Chrome vs Vegetable Tanned Leather-Chapter 1 Vegetable Tanned
Cara
www.walletwmazon.com
2017-06-15 11:38:52
For the vast majority of the past thousands of years, this modification has been performed by soaking it in a solution made up of vegetable tannins. These tannins would most often come from trees such as oak, chestnut or mimosa, but hundreds of tree types and other plants have been used. In fact, the word ‘tannin’ derives from an old German word for ‘fir’. So ‘tanning’ has nothing to do with coloring as in getting your kit off and letting the sun brown your skin.
A tannin is a molecule that bonds easily with proteins and will draw liquids out. If you are a red wine drinker, you may have had heated debates over a wine’s ‘tannins’ – the ingredient that makes the wine feel dry in the mouth, sometimes to the extent of making both your tongue and gums feel unpleasantly arid and barren. Just as the tannins in wine come from the skin of the grape, so the tannins in trees are found in the bark.

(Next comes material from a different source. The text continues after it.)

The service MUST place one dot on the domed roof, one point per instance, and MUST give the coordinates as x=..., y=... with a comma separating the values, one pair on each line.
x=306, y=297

When tanning hides to make leather, the hides are soaked in a tanning solution. The tannin molecules will enter the hide and displace the water that is bound in the collagen. The water is drawn out, but as the tannins take the place of the removed water, the leather does not grow inflexible as fully dehydrated leather otherwise would.
It may sound easy, but it isn’t. The process is complex and the skins require multiple treatments over a period of up to two months in order for the water molecules to be fully extracted and letting the tannin molecules take their places in just the right way. A lot of work from highly skilled craftsmen is involved too.